I debated for a long time before I was finally like, this is silly, it’ll be fine. And it has been a really fun experience, and I’m so glad I did it.

What were those first few weeks like afterwards?

It was very overwhelming at the start. That first month was a real whirlwind, a whole month of running from interview to interview and making appearances.

The voice-over business is so completely different now. I have had my own booth since 1996. We don’t get a chance to interact with people all that much. We’re often isolated in our little booths, working via ISDN or Source Connect. We’re not actually in the studio with the other talent the way we used to be. So I thought, at the very least, if I come out as the voice of Siri, there will be something different going on and I can talk to people.

Of all the appearances you did – David Letterman, Queen Latifah, CNN – were there any that were especially memorable?

I did some appearances at tech conferences. At one of them I met Steve Wozniak. Most people don’t know that name as well as they know Steve Jobs, but the irony is that Wozniak actually built the first Apple computer. He’s an absolute genius and just a wonderful person.

When I was appearing at this tech conference, I was going to be there a day before him. And then I was told: well, we don’t have too much extra money to pay you, but could you stay the next day and introduce Steve Wozniak? And I said, oh, I’d love to! So I had a chance to meet him, and he’s just a wonderful, great guy. So that was probably the most memorable experience for me.

What is your relationship like with Apple? 

Apple has been notoriously silent about all of this. In fact, they changed all of the original Siri voices with OS 7. My voice is no longer on the newer phones. I’ve been in touch with some of the other original Siri’s, and our feeling is that we were replaced because we didn’t have non-disclosure agreements. And we didn’t have those because originally Apple had nothing to do with what we had done.

I like to say that I’m “Siri Classic” or “Steve Jobs’s Siri.”

What other projects have you worked on?

I live in Atlanta, and most of the work I’ve done has been regional stuff. Back in the day I did a lot of commercials for Coca Cola, McDonalds, Papa John’s, IBM, just about any company that you can think of because I’ve been in the business for a really long time. I’m also the voice of Delta Airlines gates worldwide. In the past decade, I’ve mostly been doing narrations and eLearning projects.

I saw that you and your husband are in a band?

We had a private events band for 25 years. We had the same four people for 20 years, and then people started dropping off and doing other things. At this point in time, that band is not really in existence, but we have a new band called Boomers Gone Wild. We play 60s and 70s music, and it’s really fun.

What’s next for you?

I don’t know. Part of voice-over work  is to audition, and I audition all the time like everyone else. I have a couple of projects coming up this summer, but I don’t like to talk about them because I don’t like to talk about things that aren’t a sure bet.

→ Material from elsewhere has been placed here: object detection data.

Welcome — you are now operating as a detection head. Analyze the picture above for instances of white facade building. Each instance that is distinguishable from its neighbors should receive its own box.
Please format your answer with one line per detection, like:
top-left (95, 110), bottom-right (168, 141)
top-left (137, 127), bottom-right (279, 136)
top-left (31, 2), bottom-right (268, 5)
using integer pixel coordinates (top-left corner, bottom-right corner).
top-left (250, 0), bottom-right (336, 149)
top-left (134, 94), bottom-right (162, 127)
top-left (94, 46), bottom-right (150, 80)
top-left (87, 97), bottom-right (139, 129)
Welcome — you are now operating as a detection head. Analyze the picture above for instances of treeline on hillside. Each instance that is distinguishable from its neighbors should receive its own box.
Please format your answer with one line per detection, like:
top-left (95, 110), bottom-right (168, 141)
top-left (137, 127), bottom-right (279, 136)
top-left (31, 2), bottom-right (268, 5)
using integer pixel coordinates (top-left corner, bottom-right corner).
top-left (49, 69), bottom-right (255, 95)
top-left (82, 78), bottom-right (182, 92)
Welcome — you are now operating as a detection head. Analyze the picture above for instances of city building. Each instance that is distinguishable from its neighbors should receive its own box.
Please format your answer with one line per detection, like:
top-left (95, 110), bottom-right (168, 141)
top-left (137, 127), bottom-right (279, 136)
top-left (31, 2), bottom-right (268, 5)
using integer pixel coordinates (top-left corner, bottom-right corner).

**Five rapid fire questions**

Do you own an iPhone? Yes. I don’t use Siri. I don’t listen to audiobooks either, and I don’t listen to talk radio. Maybe it’s because I’ve been doing voice-over work for so many years that there’s too much talk. If I’m listening to anything, it’s always music.

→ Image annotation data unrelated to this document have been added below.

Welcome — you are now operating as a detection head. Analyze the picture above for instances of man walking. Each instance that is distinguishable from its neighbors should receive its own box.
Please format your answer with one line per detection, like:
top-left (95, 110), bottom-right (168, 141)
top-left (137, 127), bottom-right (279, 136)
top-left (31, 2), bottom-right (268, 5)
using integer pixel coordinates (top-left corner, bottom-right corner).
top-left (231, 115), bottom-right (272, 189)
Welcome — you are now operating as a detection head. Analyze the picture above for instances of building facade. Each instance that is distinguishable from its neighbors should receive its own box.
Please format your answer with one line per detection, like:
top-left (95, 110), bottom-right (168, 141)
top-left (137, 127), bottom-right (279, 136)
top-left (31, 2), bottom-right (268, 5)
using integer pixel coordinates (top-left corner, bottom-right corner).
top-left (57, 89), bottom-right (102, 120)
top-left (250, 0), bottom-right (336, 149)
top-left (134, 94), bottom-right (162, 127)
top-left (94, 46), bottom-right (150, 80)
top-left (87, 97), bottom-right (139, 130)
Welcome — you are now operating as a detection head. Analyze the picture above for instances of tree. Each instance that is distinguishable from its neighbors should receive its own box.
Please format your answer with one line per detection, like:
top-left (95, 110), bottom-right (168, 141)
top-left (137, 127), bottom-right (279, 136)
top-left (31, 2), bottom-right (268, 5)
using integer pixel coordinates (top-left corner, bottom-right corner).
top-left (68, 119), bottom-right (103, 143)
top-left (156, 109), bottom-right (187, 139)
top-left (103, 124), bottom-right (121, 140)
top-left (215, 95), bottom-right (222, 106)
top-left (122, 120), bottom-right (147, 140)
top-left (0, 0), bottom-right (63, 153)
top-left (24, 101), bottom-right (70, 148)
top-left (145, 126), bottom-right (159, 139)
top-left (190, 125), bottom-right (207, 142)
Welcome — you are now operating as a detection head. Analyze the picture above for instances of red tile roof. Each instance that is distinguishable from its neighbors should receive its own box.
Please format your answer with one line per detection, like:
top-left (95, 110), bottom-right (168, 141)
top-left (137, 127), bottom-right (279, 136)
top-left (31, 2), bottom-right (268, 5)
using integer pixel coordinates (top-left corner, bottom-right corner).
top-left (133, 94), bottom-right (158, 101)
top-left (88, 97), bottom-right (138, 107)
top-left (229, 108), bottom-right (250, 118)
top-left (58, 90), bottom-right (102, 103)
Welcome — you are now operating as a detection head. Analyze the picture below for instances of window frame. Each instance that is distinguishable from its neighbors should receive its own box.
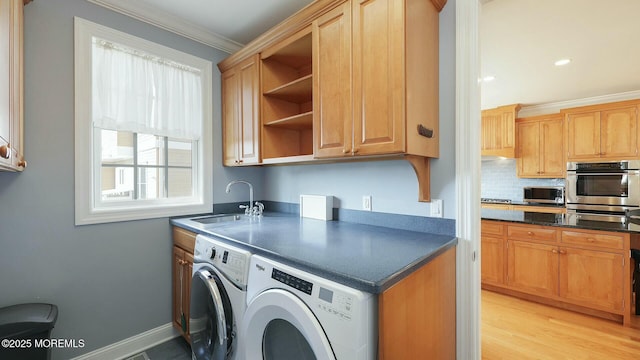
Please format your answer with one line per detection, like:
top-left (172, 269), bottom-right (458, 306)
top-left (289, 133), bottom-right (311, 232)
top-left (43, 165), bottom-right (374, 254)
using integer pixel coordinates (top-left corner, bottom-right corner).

If you could have one word tattooed on your arm, what would it be: Persistence

Did you see the movie Her? Yes. I had mixed feelings about it. I thought it was visually interesting, I thought the acting was really great, but it was too long for me. And all of this technology that is making its way towards artificial intelligence is a little disturbing.

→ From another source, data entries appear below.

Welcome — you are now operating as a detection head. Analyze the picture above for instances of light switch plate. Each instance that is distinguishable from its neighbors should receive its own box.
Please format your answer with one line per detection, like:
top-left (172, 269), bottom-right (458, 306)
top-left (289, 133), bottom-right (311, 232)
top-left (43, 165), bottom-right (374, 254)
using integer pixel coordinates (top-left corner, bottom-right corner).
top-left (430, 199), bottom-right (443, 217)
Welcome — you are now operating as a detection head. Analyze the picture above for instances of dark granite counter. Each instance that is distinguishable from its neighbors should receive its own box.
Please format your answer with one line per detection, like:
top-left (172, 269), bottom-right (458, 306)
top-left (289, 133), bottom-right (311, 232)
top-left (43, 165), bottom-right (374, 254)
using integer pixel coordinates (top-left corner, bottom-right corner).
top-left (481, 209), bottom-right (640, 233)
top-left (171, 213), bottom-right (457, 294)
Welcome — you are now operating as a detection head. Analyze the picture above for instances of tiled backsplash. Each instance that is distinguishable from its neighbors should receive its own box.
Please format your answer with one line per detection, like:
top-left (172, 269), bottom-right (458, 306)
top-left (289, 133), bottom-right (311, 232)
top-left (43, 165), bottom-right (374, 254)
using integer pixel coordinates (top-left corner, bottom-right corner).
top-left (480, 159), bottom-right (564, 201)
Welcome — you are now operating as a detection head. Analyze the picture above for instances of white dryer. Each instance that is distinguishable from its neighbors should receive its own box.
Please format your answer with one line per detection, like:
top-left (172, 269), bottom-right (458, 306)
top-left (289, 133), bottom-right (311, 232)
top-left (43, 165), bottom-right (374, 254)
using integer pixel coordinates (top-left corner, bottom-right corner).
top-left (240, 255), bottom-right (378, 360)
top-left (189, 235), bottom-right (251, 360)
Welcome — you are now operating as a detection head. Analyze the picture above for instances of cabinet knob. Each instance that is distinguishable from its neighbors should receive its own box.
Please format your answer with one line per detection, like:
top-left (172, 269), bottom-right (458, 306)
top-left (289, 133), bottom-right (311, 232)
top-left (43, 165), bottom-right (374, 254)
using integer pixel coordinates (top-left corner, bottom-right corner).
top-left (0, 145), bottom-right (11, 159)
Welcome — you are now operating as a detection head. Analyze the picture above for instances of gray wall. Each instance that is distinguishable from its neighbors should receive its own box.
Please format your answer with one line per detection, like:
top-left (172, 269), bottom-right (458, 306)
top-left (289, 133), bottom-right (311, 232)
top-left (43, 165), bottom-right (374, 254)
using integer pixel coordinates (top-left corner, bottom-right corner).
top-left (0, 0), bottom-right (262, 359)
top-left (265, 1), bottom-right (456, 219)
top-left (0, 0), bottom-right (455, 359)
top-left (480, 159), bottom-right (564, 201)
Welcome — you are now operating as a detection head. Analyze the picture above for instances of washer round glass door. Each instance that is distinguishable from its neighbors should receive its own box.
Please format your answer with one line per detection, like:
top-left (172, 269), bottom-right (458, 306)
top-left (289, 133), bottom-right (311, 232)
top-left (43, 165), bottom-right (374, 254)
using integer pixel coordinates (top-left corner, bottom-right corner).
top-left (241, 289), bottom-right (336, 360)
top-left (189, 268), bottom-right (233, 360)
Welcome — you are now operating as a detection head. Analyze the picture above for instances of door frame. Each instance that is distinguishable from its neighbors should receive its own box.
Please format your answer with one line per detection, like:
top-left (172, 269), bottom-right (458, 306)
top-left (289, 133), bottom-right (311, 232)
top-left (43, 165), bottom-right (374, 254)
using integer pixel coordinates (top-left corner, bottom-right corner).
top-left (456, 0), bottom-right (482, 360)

4 favorite bands of all time: The Rolling Stones, The Beatles of course, Bonnie Raitt, Eric Clapton

Best piece of advice you’ve ever received: Well, it goes back to being persistent. Don’t give up. It’s really tough in today’s culture because so many people are trying to do the same thing, and it’s very competitive. But if it’s something you really want to do and really believe in, you just have to keep going.